Synopsis: This non-fiction book talks about Jack Welch, who took over as CEO of General Electric in 1981 and fundamentally changed the company by creating a policy that maximized investor profits at the expense of the employees, a model the author argues destroyed capitalism when other companies followed suit.


Review: I came across this book at my local library a few days ago and, while it isn't something I probably wouldn't normally read, decided to give it a try. Overall, I have to say it was an interesting book.

I always read books like this with a bit of a grain of salt because you don't always know the author's motivations. However, in this case, I do think Gelles made some fundamentally sound arguments regarding General Electric's policies in the 1980s, effectively changing both that company and similar companies by getting away from being a place where people could expect life-long employment and top-level compensation and benefits to being at risk of a layoff because the company wanted to maximize profits.

I also found it interesting how and why (at least according to the author) GE went from being a company that focused solely on manufacturing to one that diversified and eventually became more focused on building wealth by acquiring other businesses and downsizing their workforces to maximize the return on investment. This included purchasing broadcast media and becoming involved in the financial/banking world. The author's comparisons to GE and other companies that followed the same pattern was fascinating.

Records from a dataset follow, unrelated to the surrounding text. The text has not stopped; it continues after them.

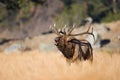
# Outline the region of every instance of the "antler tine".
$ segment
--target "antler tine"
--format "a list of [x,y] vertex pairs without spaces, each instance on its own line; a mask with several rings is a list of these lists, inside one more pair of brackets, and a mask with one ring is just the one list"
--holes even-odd
[[89,30],[90,30],[90,27],[91,27],[91,24],[89,25],[87,32],[89,32]]
[[94,36],[94,34],[93,34],[93,27],[92,27],[92,31],[89,33],[89,30],[90,30],[91,25],[92,25],[92,24],[89,25],[89,28],[88,28],[88,30],[87,30],[87,33],[90,34],[90,35],[92,35],[93,38],[94,38],[94,41],[95,41],[95,36]]
[[87,30],[86,32],[78,33],[78,34],[70,34],[70,36],[78,36],[78,35],[83,35],[83,34],[90,34],[90,35],[93,36],[93,38],[94,38],[94,40],[95,40],[95,36],[94,36],[94,34],[93,34],[93,27],[92,27],[92,31],[89,32],[90,27],[91,27],[91,24],[90,24],[90,26],[89,26],[89,28],[88,28],[88,30]]
[[93,27],[92,27],[91,35],[93,36],[93,39],[94,39],[94,41],[95,41],[95,36],[94,36],[94,34],[93,34]]
[[66,35],[66,30],[65,30],[65,28],[66,28],[66,25],[65,25],[62,29],[59,29],[58,32]]
[[75,28],[75,24],[73,24],[73,27],[68,31],[68,35],[71,34],[71,32],[74,30],[74,28]]
[[66,25],[63,27],[63,32],[64,32],[64,34],[66,34],[65,28],[66,28]]
[[91,25],[92,25],[92,24],[89,25],[89,28],[88,28],[88,30],[87,30],[87,33],[90,34],[90,35],[92,35],[93,38],[94,38],[94,41],[95,41],[95,36],[94,36],[94,34],[93,34],[93,27],[92,27],[92,31],[89,33],[89,30],[90,30]]
[[55,28],[55,26],[56,26],[56,24],[54,24],[53,27],[50,25],[50,28],[52,29],[52,31],[54,33],[56,33],[57,35],[60,35],[59,32],[58,32],[58,30],[57,30],[57,28]]

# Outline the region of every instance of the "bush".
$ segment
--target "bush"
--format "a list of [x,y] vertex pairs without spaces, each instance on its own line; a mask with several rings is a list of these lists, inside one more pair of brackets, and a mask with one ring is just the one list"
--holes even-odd
[[102,22],[112,22],[117,20],[120,20],[119,13],[116,13],[116,14],[109,13],[106,17],[102,19]]
[[72,26],[76,23],[79,25],[81,20],[87,16],[85,10],[85,6],[83,5],[77,3],[72,4],[70,8],[65,8],[64,11],[57,16],[56,23],[59,27],[61,24]]

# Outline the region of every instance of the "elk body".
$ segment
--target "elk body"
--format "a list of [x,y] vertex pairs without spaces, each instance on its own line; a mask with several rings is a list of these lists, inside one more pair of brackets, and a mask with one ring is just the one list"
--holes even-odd
[[71,34],[75,28],[75,25],[67,31],[65,28],[58,31],[55,25],[52,27],[53,32],[57,34],[57,37],[55,38],[56,47],[62,52],[66,60],[70,63],[76,60],[90,60],[92,62],[93,49],[91,44],[85,39],[77,39],[74,37],[83,34],[93,35],[92,32],[89,32],[90,27],[91,26],[89,26],[86,32],[78,34]]

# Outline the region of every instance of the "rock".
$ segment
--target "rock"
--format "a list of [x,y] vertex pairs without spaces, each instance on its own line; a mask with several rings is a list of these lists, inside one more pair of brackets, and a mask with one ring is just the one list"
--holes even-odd
[[93,22],[93,19],[91,17],[87,17],[85,20],[88,21],[89,23]]
[[90,42],[93,48],[100,48],[101,47],[101,36],[96,32],[93,31],[95,36],[95,40],[92,35],[89,35],[86,40]]
[[100,35],[107,33],[110,29],[104,24],[93,24],[93,29]]
[[88,23],[90,24],[90,23],[92,23],[92,21],[93,21],[93,19],[91,17],[87,17],[86,19],[83,19],[81,21],[80,26],[84,26],[84,25],[86,25]]
[[40,51],[53,51],[55,50],[55,45],[54,44],[48,44],[48,43],[40,43],[39,45],[39,49]]
[[22,49],[22,45],[20,43],[14,43],[7,48],[4,49],[4,52],[6,54],[14,53],[14,52],[19,52]]

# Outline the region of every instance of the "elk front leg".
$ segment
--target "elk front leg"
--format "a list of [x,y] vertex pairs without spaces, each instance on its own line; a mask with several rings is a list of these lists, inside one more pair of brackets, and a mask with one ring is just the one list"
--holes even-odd
[[82,42],[83,59],[93,61],[93,49],[89,42]]
[[75,45],[74,55],[73,55],[72,59],[66,58],[67,63],[69,65],[71,65],[71,63],[73,63],[74,61],[76,61],[78,59],[78,55],[79,55],[79,45]]
[[74,62],[75,60],[77,60],[78,55],[79,55],[79,45],[75,45],[74,55],[71,61]]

I also thought Gelles arguments about how to fix capitalism, while somewhat controversial, seemed fundamentally sound. I'm never going to claim to be a financial expert but things like focusing more on long-term goals rather than short-term profits, training workers so they can keep up with changing technology and strengthening anti-trust policies made sense, at least on paper. If nothing else, it did open my eyes a bit regarding the corporate world.

Final Opinion: It's an interesting read that I was glad I checked out from our library and a book that is worth taking a chance on.